𝗙𝗼𝘂𝗿𝘁𝗲𝗲𝗻

267 20 5
                                    

𝗔𝘀𝘁𝗿𝗶𝗱

≫ ──── ««•◦ ✪ ◦•»» ──── ≪

I froze when I reached Steve's landing.

Because standing in front of his door, was my mother, I would recognize her curls anywhere. I had always wanted them. Steve's arm banded around my stomach, pulling me against his chest as he assessed the situation. "How did you know?" I asked, watching my mother turn around, and the heartbreak on her face made my stomach sink. She was always more tender towards me, came and saw me when I went through the program and tried to bring me some sort of comfort. I would never forgive her for sticking me through the hell I was raised in, for making me a killer when I never wanted to be. But I gave her credit for trying to remain a positive role model in my life. She didn't need to know I would never see her as anything less than a monster, but that's a conversation for another day.

"Director Fury said you were recovering here, I was trying to find the courage to knock."

Find the courage. Lead pooled in my stomach, and if Steve wasn't holding me up, I would've fallen, straight to the ground. Because if she wasn't demanding my attention, it was because something bad had happened. "Is Agent King alright?" She knew I was talking about my father, and when she nodded a bit of anxiety released from my shoulders, but I held onto Steve's arm anyway, needing the reminder that he was here, that I wasn't alone anymore. "Then what brings you to Washington Agent Director King?" Yeah, my mother was the woman who assigned us to the program, her official title was something way different, but she liked the sound of Agent Director so that's what I've called her since I was 7. Not mom, not mother, just agent, or agent director. I was practically an orphan, without the dead parents. They were just absent.

"I need you to come to Headquarters."

"Why?"

My mother didn't say anything, just stood staring at where Steve was stroking the exposed, bruised skin of my stomach. I hadn't realized how much that touch was soothing me from a breakdown. But he pressed his mouth to the back of my head, and the way that he tensed made me realize, he had figured out why my mother needed me to cross the Potomac and head back into Virginia for a trip to the FBI Headquarters in Quantico, the same base I was trained in secrecy at. "They need you to identify a body." He whispered, and my world came to a screeching halt.
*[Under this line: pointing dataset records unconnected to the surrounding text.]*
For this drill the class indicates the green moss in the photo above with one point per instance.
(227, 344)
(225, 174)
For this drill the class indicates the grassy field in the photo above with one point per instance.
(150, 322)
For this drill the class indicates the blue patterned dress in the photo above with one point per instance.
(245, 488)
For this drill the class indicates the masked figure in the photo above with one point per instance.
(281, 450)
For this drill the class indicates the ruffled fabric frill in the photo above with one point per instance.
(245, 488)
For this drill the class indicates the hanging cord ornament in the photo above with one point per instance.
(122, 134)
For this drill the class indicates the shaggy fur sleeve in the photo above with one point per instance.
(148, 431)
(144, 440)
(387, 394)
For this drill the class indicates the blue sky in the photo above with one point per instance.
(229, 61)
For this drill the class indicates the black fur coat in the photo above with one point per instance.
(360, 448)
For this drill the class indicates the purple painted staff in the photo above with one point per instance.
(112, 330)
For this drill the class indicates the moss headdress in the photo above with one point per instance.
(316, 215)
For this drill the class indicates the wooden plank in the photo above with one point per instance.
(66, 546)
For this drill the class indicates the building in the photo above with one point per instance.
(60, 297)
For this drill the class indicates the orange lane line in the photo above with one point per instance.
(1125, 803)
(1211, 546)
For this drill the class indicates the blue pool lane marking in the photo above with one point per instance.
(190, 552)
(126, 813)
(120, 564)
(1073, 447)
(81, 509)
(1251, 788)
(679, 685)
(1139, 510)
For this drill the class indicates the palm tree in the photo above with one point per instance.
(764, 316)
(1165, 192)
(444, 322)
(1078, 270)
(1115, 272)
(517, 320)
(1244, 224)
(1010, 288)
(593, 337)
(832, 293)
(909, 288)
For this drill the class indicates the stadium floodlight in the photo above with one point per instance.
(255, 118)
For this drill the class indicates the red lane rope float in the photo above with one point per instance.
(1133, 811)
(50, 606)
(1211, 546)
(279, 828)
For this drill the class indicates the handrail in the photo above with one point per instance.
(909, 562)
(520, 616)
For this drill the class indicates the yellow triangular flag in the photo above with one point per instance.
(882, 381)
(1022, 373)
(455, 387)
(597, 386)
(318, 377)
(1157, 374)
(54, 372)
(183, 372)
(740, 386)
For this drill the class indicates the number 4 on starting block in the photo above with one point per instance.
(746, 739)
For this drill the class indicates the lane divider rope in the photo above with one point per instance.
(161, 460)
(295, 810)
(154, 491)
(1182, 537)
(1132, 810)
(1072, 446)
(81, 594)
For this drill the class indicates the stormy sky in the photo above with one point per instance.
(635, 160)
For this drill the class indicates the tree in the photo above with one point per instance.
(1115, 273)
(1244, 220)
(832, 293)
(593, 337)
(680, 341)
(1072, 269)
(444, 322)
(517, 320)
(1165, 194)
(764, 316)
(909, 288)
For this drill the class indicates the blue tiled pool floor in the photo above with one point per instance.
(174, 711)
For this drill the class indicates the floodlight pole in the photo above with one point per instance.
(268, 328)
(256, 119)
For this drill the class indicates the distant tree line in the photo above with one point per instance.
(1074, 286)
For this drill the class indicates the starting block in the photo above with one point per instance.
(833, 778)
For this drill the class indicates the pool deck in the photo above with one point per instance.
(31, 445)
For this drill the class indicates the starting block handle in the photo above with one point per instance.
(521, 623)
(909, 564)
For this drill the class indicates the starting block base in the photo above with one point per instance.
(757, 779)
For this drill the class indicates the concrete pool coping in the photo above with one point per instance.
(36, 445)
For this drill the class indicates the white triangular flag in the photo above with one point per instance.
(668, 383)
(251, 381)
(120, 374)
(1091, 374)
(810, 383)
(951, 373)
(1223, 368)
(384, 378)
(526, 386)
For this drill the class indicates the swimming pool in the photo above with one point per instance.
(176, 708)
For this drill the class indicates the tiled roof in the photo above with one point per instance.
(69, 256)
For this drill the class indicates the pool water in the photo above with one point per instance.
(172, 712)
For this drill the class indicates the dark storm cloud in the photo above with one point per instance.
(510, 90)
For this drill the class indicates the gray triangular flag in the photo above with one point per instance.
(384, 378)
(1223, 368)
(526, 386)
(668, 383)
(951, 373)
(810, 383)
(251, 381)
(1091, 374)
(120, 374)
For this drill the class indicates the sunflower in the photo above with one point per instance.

"Who." It was a soft demand, because if I raised my voice, it would shake, and I would be charged with misconduct, I'd be disrespecting my chain of command, but when my mother just stared at me, blank-faced, the same face I had received when she questioned me for seventeen days over Hunter's death, I screamed at her, "Who! Tell me who!"

I didn't care about the shake in my voice or the fact my hands were trembling when I gripped Steve's forearm again. I just cared that the woman in front of me finally looked into my eyes, and instead of answering my demand, she let out a stuttered breath. "What did I tell you about getting involved with superiors?"

I was trembling, anger was rolling through my body and Steve had to hold me tighter because I was trying to get to my mother, to slam her into the door, to scream in her face, to do anything, anything at all, to release the twenty-six years of anger I've built up. Instead, I let Steve hold me tight, I let his lips rest on my temple, and I leaned back into him. Because my mother had no say over my life, she didn't at seven when she handed me over to the program, and she sure as hell didn't at twenty-six, when I've been alone my whole life. "You lost your right when you signed me over to monsters," My words came out sharp, and she recoiled, good, I fucking hated her, I hated her and my father, and the agency that made me this way, "Who the fuck do I need to identify?"